MidiSketch generates one melody and accompaniment per section, then stitches them together. Because sections are typed, the engine can apply different rules to each: a verse generator favours small steps and a low register, a chorus generator pushes to the top of the vocal range. The rest of this chapter walks through each section type.

A-melo / VerseA calm verse phrase
The verse (Japanese: A-melo) introduces the story. Melodies here stay low and conversational, leaving headroom so the chorus can soar later. Notice the small steps and relaxed rhythm.
formIdVerse (A)Narrow range, gentle rhythm, low register: the verse sets the scene.

A-melo: the verse

The first sung section is the verse. Its job is exposition: establish the key, the groove, and the lyrical setup without spending the song's emotional budget too early. Melodies here stay low and stepwise, leaving headroom so a later chorus can feel like a climb. In the score above, notice the narrow range and the relaxed quarter-note rhythm — deliberately understated.

A-melo (verse)

The verse — Japanese A-melo (Aメロ) — is the song's opening sung section, typically calm and conversational. It carries the narrative and sits in a low register. MidiSketch and J-pop convention use both names interchangeably; this course writes "A-melo (verse)" so you recognise either.
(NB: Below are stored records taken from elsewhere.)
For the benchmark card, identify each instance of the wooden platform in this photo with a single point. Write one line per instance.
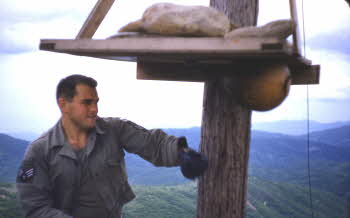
(189, 59)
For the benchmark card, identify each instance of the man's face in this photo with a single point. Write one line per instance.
(82, 110)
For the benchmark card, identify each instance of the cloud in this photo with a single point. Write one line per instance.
(338, 40)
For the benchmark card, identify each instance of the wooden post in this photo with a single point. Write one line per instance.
(296, 34)
(225, 133)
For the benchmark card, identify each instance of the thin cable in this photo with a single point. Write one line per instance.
(308, 119)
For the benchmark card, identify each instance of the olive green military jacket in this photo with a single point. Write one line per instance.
(47, 178)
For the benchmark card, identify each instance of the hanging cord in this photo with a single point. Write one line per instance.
(308, 118)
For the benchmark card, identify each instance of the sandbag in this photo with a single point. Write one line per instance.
(178, 20)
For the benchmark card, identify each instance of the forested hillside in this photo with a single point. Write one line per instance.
(277, 177)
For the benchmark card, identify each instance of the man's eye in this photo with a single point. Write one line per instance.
(87, 102)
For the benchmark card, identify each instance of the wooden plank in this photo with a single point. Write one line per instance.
(174, 46)
(202, 72)
(94, 19)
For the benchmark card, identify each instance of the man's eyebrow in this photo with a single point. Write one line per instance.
(89, 100)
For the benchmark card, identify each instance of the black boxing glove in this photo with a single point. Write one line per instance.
(192, 163)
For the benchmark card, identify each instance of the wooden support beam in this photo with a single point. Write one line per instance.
(94, 19)
(206, 72)
(305, 75)
(296, 34)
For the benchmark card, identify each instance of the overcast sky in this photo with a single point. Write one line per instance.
(29, 76)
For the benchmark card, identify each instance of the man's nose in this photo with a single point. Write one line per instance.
(94, 108)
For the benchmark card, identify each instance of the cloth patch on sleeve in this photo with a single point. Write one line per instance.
(134, 125)
(26, 173)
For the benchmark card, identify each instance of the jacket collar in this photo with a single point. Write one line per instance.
(58, 138)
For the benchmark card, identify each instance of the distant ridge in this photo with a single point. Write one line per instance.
(296, 127)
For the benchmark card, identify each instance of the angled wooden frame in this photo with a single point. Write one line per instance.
(185, 58)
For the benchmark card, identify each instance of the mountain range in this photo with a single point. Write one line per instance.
(278, 169)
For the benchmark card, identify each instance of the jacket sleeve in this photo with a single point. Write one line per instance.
(33, 187)
(153, 145)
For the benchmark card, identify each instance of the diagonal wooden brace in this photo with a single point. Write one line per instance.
(94, 19)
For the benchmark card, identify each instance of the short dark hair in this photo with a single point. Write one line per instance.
(66, 87)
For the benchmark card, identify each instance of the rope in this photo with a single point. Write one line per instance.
(308, 119)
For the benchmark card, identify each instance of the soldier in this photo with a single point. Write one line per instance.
(77, 168)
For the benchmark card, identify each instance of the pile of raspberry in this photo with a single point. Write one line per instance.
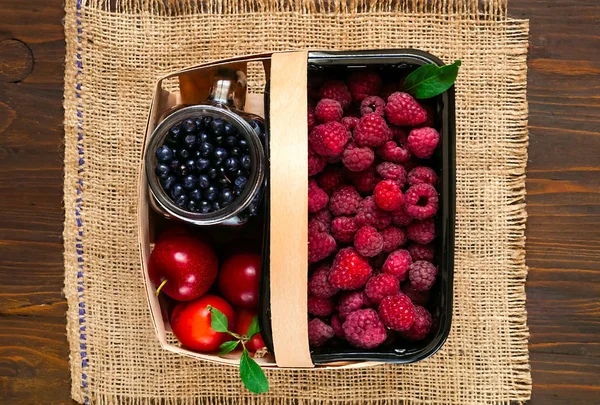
(372, 200)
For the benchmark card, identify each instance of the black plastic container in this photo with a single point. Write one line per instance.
(390, 63)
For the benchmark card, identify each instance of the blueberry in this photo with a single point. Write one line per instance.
(202, 165)
(219, 139)
(206, 121)
(203, 181)
(174, 164)
(232, 165)
(229, 129)
(212, 173)
(204, 207)
(211, 193)
(202, 137)
(168, 182)
(182, 170)
(191, 165)
(176, 190)
(243, 144)
(192, 206)
(231, 141)
(190, 141)
(189, 125)
(189, 182)
(220, 153)
(217, 126)
(223, 182)
(240, 182)
(206, 149)
(181, 200)
(183, 154)
(246, 162)
(162, 170)
(226, 196)
(195, 195)
(164, 154)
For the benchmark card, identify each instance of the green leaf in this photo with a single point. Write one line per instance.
(218, 320)
(254, 328)
(228, 346)
(252, 375)
(430, 80)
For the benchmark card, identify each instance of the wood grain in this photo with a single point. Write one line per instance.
(563, 233)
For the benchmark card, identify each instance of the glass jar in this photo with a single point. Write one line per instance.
(226, 100)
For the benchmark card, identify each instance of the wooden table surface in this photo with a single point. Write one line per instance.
(563, 194)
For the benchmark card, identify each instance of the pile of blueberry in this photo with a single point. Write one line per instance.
(204, 163)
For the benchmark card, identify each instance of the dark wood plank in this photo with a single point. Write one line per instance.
(563, 236)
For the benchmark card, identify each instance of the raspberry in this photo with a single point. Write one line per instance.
(422, 174)
(317, 198)
(319, 286)
(357, 158)
(349, 270)
(336, 90)
(400, 135)
(397, 264)
(417, 297)
(369, 213)
(316, 163)
(329, 139)
(350, 302)
(344, 201)
(364, 329)
(320, 306)
(421, 252)
(423, 141)
(372, 130)
(365, 181)
(380, 286)
(320, 243)
(349, 122)
(330, 179)
(400, 218)
(312, 119)
(392, 152)
(393, 238)
(403, 110)
(397, 312)
(372, 105)
(388, 195)
(328, 110)
(336, 324)
(421, 232)
(364, 84)
(319, 332)
(421, 201)
(392, 171)
(343, 229)
(421, 326)
(368, 242)
(422, 275)
(325, 217)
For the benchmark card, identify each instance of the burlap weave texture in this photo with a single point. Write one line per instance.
(115, 52)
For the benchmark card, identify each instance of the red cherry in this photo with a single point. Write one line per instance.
(183, 266)
(191, 321)
(239, 280)
(244, 320)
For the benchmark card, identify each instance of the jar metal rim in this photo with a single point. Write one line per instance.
(242, 201)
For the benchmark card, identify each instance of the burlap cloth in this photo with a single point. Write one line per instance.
(115, 52)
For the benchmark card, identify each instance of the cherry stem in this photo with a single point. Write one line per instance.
(160, 287)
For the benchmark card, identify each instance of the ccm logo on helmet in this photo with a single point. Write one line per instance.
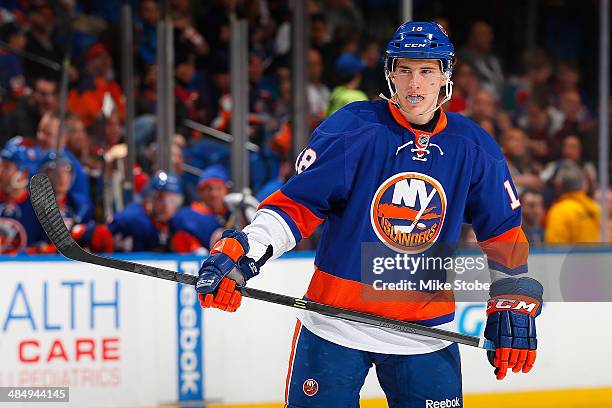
(518, 305)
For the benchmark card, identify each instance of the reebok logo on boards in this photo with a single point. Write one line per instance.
(443, 404)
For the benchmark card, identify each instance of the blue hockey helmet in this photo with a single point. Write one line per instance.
(164, 181)
(421, 40)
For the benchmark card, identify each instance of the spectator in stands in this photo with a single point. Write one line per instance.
(571, 149)
(318, 93)
(567, 79)
(609, 208)
(320, 39)
(187, 39)
(12, 81)
(465, 86)
(46, 141)
(40, 41)
(373, 80)
(575, 217)
(537, 73)
(343, 15)
(541, 122)
(213, 187)
(478, 53)
(348, 71)
(146, 31)
(19, 227)
(23, 121)
(532, 203)
(514, 144)
(576, 117)
(74, 208)
(97, 94)
(146, 226)
(484, 106)
(79, 143)
(215, 26)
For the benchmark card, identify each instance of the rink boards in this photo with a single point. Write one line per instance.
(119, 339)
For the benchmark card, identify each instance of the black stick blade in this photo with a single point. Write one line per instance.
(45, 206)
The naming split is worth flagging once: the Japanese pop tradition labels sections by letter (A, B, then the hook), while the Western tradition labels them by function (verse, pre-chorus, chorus). The engine speaks both dialects. Wherever you see A it means the verse.

B-melo: the pre-chorus

Between verse and chorus most pop songs insert a ramp — a section whose only purpose is to raise tension so the chorus lands harder. The melody climbs, the harmony leans on the dominant, and the section deliberately refuses to resolve. The unresolved ending is a feature: it hands the release to the chorus that follows.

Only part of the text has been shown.